I have a dataset of 20 rows with 4 columns A,B,C,D. [simplified data set]
Original data set:
>data
ID Name Age Type
1 ABC 23 A
2 CDE 34 A
3 ABCE 23 C
4 CDEYU 34 B
5 ABCW 23 A
6 CDEDR 34 B
7 ASER 23 A
8 CDEAW 34 B
9 ABCHKJ 23 A
10 CDEFDE 34 C
11 ABCDDD 23 A
12 CDEDDD 34 A
13 ABCEDDD 23 C
14 CDEYUDDD 34 B
15 ABCWDDD 23 A
16 CDEDRDDD 34 B
17 ASERDDD 23 A
18 CDEAWDDD 34 B
19 ABCHKJDDD 23 A
20 CDEFDEDDD 34 C
Here the "Type" column is distributed in such a way that probabilities of A,B,C is (0.5, 0.3, 0.2) respectively.
Now, I want to cut two unique sets of 10 each, so that each set will have 10 rows with the same probability distribution.

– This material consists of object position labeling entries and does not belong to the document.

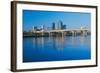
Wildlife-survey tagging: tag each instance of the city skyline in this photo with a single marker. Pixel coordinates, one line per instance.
(47, 18)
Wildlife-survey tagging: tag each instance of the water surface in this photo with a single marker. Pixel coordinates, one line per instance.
(56, 48)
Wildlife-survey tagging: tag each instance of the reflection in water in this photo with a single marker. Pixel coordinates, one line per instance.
(56, 48)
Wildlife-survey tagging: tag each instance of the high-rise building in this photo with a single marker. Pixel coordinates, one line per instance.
(53, 25)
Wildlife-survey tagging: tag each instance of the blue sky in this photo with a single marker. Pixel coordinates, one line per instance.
(70, 19)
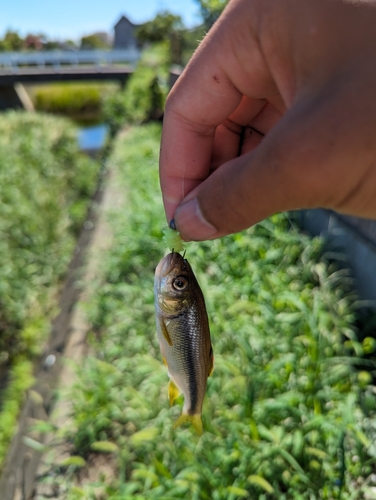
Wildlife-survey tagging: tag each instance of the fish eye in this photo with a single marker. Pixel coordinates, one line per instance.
(180, 283)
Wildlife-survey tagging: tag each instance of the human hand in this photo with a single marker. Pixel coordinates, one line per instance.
(275, 111)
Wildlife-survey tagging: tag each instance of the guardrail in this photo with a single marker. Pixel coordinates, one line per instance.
(12, 61)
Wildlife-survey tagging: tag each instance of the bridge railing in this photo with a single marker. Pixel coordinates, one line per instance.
(12, 61)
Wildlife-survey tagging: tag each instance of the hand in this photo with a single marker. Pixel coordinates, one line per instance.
(275, 111)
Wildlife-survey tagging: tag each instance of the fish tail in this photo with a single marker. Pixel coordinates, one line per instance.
(195, 420)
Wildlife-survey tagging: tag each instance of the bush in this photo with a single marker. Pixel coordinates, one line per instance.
(144, 95)
(43, 177)
(286, 416)
(79, 101)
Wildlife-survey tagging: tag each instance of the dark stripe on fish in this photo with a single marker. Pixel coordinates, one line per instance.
(192, 379)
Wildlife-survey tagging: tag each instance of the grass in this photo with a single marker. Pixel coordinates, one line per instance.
(45, 188)
(80, 101)
(286, 415)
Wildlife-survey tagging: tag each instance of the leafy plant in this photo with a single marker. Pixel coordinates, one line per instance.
(144, 95)
(285, 414)
(43, 177)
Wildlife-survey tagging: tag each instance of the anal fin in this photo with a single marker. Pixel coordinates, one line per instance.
(195, 420)
(173, 392)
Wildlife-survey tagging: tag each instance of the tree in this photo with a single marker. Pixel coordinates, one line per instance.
(33, 42)
(211, 10)
(11, 42)
(164, 27)
(95, 41)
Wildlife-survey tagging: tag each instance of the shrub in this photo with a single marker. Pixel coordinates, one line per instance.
(285, 416)
(144, 95)
(43, 177)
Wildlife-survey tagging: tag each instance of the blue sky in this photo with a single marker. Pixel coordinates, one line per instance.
(75, 18)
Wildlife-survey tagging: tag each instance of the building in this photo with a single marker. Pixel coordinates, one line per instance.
(125, 37)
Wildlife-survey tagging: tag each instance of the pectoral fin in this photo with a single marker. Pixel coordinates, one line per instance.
(164, 331)
(211, 362)
(173, 392)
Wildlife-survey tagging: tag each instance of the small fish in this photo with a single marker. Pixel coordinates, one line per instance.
(183, 334)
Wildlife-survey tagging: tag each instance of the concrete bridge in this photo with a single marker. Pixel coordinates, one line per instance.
(17, 68)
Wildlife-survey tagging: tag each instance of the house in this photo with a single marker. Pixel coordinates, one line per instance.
(125, 34)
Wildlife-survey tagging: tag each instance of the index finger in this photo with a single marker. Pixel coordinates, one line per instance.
(205, 95)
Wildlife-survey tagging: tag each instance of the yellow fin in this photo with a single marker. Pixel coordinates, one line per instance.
(165, 332)
(173, 392)
(211, 362)
(195, 420)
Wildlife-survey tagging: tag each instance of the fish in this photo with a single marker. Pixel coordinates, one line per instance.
(183, 335)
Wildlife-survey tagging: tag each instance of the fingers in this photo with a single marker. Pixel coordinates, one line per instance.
(204, 96)
(307, 160)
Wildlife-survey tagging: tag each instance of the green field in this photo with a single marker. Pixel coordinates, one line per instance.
(45, 189)
(286, 416)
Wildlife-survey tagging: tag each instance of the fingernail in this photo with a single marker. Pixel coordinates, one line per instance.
(192, 223)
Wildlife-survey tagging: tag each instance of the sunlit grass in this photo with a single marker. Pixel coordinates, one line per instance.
(43, 179)
(285, 415)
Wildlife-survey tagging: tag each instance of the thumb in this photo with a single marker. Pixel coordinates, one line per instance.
(307, 160)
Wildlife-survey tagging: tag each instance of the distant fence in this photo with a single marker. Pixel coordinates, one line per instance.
(12, 62)
(353, 237)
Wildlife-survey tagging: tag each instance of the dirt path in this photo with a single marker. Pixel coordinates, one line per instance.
(66, 347)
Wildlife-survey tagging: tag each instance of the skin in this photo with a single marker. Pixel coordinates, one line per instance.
(275, 111)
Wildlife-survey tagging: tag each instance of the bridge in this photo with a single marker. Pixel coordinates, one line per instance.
(61, 65)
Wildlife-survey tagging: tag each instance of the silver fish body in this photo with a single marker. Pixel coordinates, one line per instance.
(183, 334)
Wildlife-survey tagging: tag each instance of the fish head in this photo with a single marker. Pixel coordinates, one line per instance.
(174, 283)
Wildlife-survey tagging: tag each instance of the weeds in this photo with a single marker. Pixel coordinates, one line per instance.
(45, 187)
(285, 415)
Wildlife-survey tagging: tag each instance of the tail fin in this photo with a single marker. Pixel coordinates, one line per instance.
(195, 420)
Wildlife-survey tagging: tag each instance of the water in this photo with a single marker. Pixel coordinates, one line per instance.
(92, 139)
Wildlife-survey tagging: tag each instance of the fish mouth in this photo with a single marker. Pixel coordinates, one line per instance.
(167, 264)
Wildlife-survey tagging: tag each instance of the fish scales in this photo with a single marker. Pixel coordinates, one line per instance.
(183, 333)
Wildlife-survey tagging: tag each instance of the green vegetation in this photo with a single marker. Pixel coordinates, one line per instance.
(45, 187)
(286, 415)
(211, 10)
(144, 95)
(80, 101)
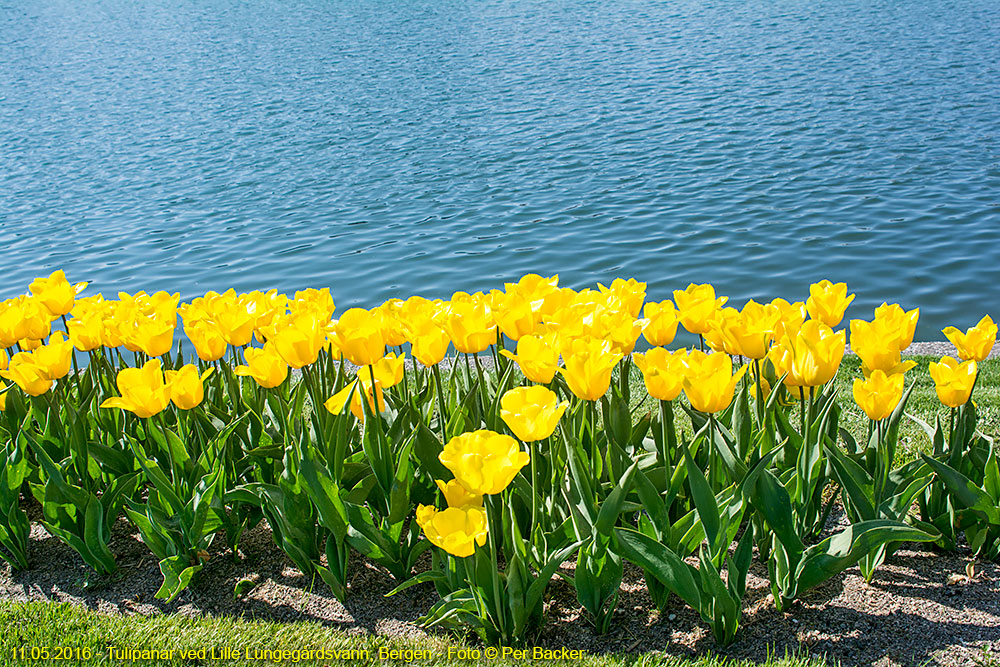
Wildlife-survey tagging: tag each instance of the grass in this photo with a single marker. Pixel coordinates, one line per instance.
(34, 625)
(41, 624)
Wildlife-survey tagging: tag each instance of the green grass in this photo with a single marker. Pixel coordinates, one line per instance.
(40, 624)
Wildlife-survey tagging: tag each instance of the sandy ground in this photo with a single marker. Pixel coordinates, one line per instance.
(920, 609)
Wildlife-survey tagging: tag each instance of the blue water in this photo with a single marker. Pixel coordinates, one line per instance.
(395, 148)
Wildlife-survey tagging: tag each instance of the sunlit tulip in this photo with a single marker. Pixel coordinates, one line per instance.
(977, 342)
(388, 371)
(484, 462)
(469, 323)
(298, 339)
(265, 366)
(696, 306)
(359, 335)
(55, 293)
(954, 381)
(827, 302)
(810, 357)
(662, 372)
(26, 374)
(660, 325)
(456, 530)
(902, 322)
(879, 394)
(353, 391)
(513, 315)
(144, 391)
(532, 413)
(709, 381)
(208, 341)
(429, 342)
(56, 357)
(589, 362)
(537, 357)
(879, 346)
(457, 495)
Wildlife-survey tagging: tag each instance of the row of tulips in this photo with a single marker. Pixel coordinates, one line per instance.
(501, 476)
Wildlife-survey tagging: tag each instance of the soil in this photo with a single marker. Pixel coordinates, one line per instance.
(921, 608)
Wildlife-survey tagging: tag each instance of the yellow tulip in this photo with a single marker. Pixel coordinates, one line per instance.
(335, 404)
(697, 305)
(359, 334)
(187, 389)
(809, 357)
(55, 293)
(828, 301)
(299, 339)
(532, 413)
(977, 342)
(589, 362)
(388, 371)
(954, 381)
(26, 374)
(662, 372)
(265, 366)
(902, 322)
(878, 395)
(537, 357)
(484, 462)
(469, 323)
(660, 325)
(209, 343)
(429, 342)
(513, 315)
(457, 495)
(143, 390)
(55, 358)
(879, 345)
(709, 381)
(456, 530)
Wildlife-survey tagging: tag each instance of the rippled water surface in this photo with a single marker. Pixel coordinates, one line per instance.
(391, 148)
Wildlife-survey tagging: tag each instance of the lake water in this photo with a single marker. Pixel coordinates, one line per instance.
(395, 148)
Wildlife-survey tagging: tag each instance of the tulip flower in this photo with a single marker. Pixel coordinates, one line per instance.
(28, 375)
(209, 343)
(429, 342)
(662, 372)
(55, 293)
(456, 530)
(954, 381)
(697, 306)
(589, 362)
(469, 323)
(659, 322)
(810, 357)
(186, 387)
(143, 390)
(359, 334)
(484, 462)
(532, 413)
(977, 342)
(299, 338)
(879, 345)
(265, 366)
(457, 495)
(828, 301)
(879, 394)
(537, 357)
(55, 358)
(709, 381)
(336, 403)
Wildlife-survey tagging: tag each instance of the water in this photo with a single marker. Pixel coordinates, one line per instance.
(387, 149)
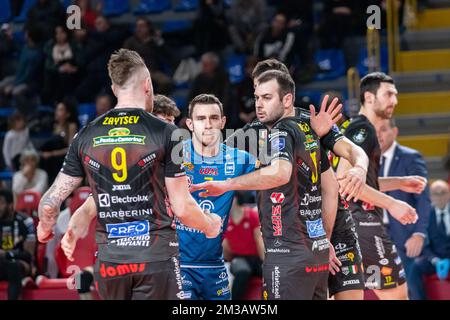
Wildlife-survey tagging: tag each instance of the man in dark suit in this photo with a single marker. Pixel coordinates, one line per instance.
(398, 161)
(436, 254)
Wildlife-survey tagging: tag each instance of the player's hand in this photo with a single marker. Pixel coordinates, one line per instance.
(351, 183)
(69, 243)
(215, 225)
(413, 184)
(403, 212)
(326, 118)
(211, 188)
(414, 246)
(44, 235)
(335, 263)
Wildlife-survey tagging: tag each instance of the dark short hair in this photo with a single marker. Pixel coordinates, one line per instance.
(164, 105)
(7, 195)
(268, 64)
(371, 83)
(284, 80)
(204, 99)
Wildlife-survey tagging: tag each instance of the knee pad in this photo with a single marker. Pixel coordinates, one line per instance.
(86, 279)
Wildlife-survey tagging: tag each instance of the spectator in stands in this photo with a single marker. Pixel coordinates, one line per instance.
(210, 27)
(339, 20)
(27, 76)
(398, 161)
(16, 140)
(148, 42)
(247, 19)
(165, 108)
(44, 16)
(212, 80)
(88, 14)
(243, 244)
(30, 177)
(436, 253)
(100, 45)
(276, 41)
(17, 245)
(54, 150)
(245, 94)
(8, 48)
(103, 103)
(62, 62)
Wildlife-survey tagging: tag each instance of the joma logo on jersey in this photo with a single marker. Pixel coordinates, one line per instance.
(276, 221)
(91, 163)
(118, 136)
(147, 160)
(128, 229)
(277, 197)
(114, 121)
(209, 171)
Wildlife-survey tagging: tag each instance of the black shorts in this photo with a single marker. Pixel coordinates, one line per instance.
(351, 274)
(294, 282)
(383, 267)
(139, 281)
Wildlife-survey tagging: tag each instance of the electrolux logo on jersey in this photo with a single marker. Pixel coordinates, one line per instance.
(105, 200)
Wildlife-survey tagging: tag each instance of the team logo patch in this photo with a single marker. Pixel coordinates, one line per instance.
(315, 228)
(360, 136)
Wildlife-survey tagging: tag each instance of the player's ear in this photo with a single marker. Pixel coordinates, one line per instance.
(369, 97)
(189, 124)
(224, 121)
(288, 100)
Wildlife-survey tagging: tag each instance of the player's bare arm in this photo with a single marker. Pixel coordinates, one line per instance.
(327, 117)
(188, 211)
(276, 174)
(51, 202)
(78, 226)
(330, 192)
(353, 180)
(411, 184)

Can I use the sample function to achieve this purpose?
Something like this:
sample(data, 10, replace=F, prob((data$Type="A")=0.5,(data$Type="B")=0.3,(data$Type="C")=0.2))
Also, how do I write a loop to get this continuously for a big set of 100 rows? I mean 10 sets from a dataset of 100 rows.
Expected Output:
Dataset 1:
ID Name Age Type
1 ABC 23 A
2 CDE 34 A
3 ABCE 23 C
4 CDEYU 34 B
5 ABCW 23 A
6 CDEDR 34 B
7 ASER 23 A
8 CDEAW 34 B
9 ABCHKJ 23 A
10 CDEFDE 34 C
Dataset 2:
ID Name Age Type
1 ABCDDD 23 A
2 CDEDDD 34 A
3 ABCEDDD 23 C
4 CDEYUDDD 34 B
5 ABCWDDD 23 A
6 CDEDRDDD 34 B
7 ASERDDD 23 A
8 CDEAWDDD 34 B
9 ABCHKJDDD 23 A
10 CDEFDEDDD 34 C
Any help in this regard would be greatly appreciated.